Part 1. Identify competitors in the Amazon SD marketplace
We are interested in reviews about SD cards because our client is an SD card manufacturer. We do not know which SD cards are the top selling competitors, but we can quickly identify them by searching for “SD” in the review text. Then, after isolating potential candidates, we can use an Amazon search to find product details.
- Step 1: Read in the .csv file of electronic reviews.
- Step 2: Filter for reviews containing the term “sd” using
stringr
functions and regular expressions as needed. To do this, find reviews that have “sd” or “SD” with a word boundary that occurs before and after. The word boundary restriction avoids erroneously detecting phrases like “ssd” or “misdetection”. Then, group, count, and sort the reviews you identify by ASIN to identify the ASINs that are likely to be related to sd cards. - Step 3: Of the top three of these ASINs, one is a Transcend product and the other two are from competitors. Search for each of these three ASINs on Amazon (or through Google) to identify the product manufacturers.

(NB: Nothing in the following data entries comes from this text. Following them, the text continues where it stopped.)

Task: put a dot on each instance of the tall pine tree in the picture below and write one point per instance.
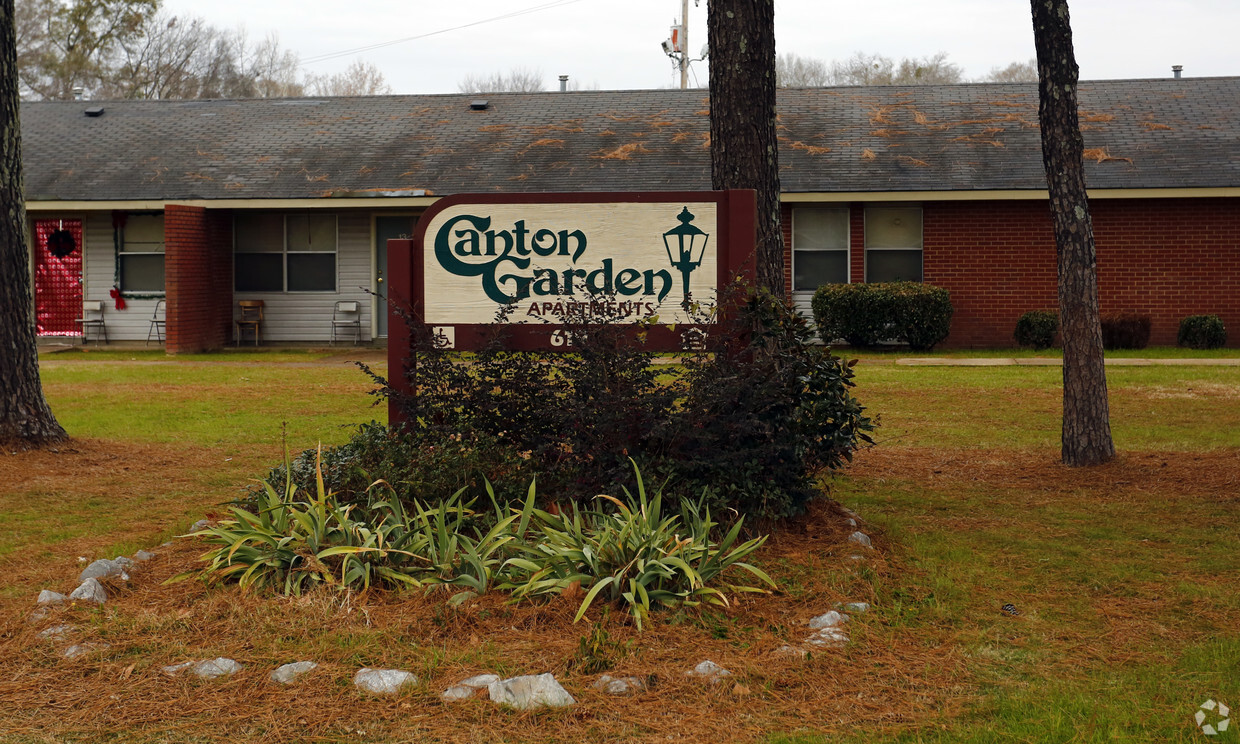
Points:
(1086, 430)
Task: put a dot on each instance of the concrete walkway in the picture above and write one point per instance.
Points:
(1058, 362)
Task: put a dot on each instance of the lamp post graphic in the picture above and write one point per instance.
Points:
(685, 246)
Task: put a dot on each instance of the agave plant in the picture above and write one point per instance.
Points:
(634, 557)
(290, 544)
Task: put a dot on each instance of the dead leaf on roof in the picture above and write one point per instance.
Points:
(541, 143)
(810, 149)
(1093, 117)
(1101, 155)
(621, 153)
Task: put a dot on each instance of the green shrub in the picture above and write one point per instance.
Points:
(921, 314)
(1037, 329)
(866, 314)
(1125, 330)
(861, 314)
(636, 557)
(1202, 331)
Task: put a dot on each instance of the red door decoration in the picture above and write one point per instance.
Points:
(57, 277)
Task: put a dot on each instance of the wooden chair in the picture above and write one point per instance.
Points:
(347, 316)
(92, 320)
(251, 319)
(159, 323)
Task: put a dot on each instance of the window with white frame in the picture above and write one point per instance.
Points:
(893, 243)
(140, 253)
(293, 252)
(820, 247)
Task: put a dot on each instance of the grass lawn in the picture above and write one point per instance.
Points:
(1125, 577)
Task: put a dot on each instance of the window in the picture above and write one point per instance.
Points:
(820, 247)
(893, 244)
(140, 254)
(284, 252)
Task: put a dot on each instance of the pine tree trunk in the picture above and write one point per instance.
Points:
(1086, 433)
(743, 145)
(25, 418)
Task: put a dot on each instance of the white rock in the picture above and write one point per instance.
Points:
(56, 631)
(708, 671)
(828, 619)
(102, 568)
(289, 672)
(215, 667)
(48, 597)
(530, 691)
(828, 637)
(89, 590)
(469, 688)
(382, 681)
(794, 651)
(620, 685)
(859, 538)
(176, 668)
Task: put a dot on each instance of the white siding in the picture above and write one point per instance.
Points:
(306, 316)
(99, 277)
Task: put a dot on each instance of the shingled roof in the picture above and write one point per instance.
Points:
(1138, 134)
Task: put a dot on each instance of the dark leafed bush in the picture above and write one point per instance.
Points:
(921, 314)
(750, 419)
(1037, 329)
(1202, 331)
(861, 314)
(867, 314)
(1125, 330)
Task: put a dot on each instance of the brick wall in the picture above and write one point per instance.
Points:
(1166, 258)
(197, 275)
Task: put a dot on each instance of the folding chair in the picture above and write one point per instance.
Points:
(92, 320)
(159, 323)
(251, 319)
(347, 315)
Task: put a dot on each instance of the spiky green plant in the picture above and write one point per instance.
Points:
(634, 557)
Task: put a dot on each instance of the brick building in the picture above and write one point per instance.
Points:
(292, 201)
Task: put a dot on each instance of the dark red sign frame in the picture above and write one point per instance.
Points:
(734, 257)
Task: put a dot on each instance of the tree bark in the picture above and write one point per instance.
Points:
(743, 148)
(1086, 430)
(25, 417)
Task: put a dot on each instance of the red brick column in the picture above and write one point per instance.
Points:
(197, 273)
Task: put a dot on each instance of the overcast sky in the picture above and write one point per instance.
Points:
(615, 45)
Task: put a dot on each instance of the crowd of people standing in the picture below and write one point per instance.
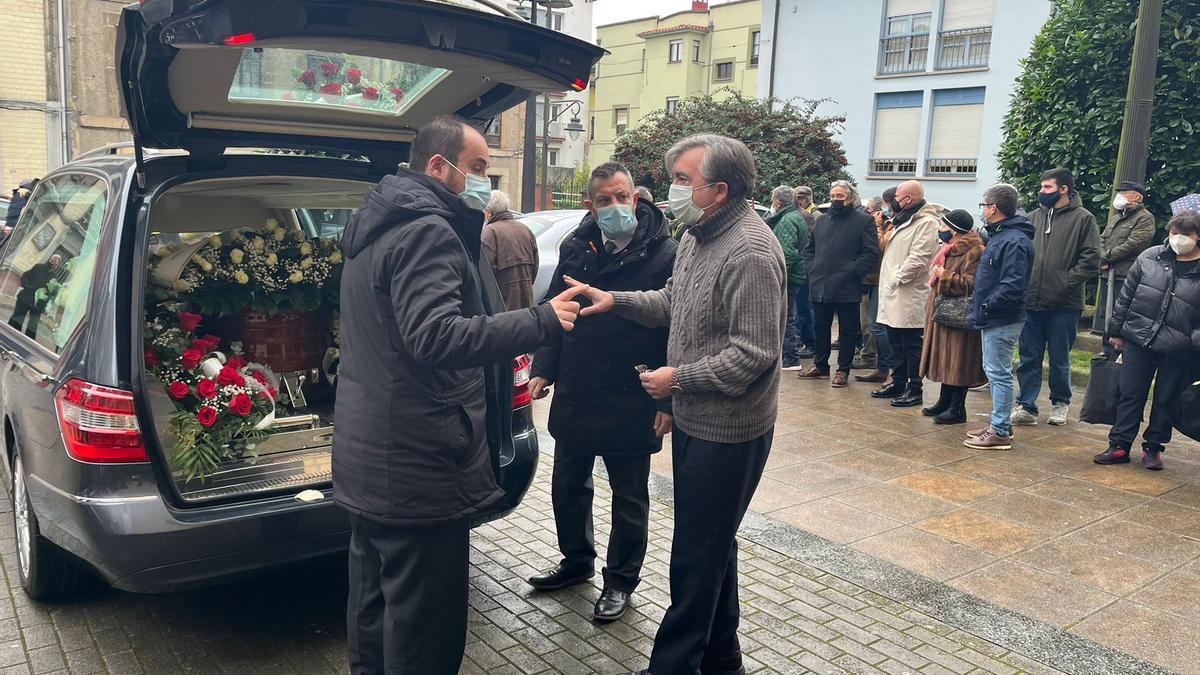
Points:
(953, 302)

Feel free to try this section on your own, but because we will only be working on this lab in class, solutions for this part are provided in the space below so you can get going on the next sections relatively quickly.
library(stringr)
library(dplyr)
library(magrittr)
library(readr)
# modify your directory path to wherever you downloaded the file in the line below
reviews = read_csv("~/Downloads/electronics_downsample.csv")
Parsed with column specification:
cols(
X1 = col_integer(),
asin = col_character(),
helpful = col_character(),
overall = col_integer(),
reviewText = col_character(),
reviewTime = col_character(),
reviewerID = col_character(),
reviewerName = col_character(),
summary = col_character(),
unixReviewTime = col_integer()
)
Warning message:
Missing column names filled in: 'X1' [1]
rows = str_detect(reviews$reviewText, "\\b(sd|SD)\\b")
reviews[rows,] %>%
group_by(asin) %>%
tally() %>%
arrange(desc(n)) %>%
data.frame() %>%
slice(1:3)
asin n
1 B007WTAJTO 576
2 B002WE6D44 214
3 B000VX6XL6 192
Part 2. Exploratory analysis:
For this section, use only the reviews for the three product ASINs identified above. Use all the reviews for these three products, not just the ones you identified in your regex match in Part 1.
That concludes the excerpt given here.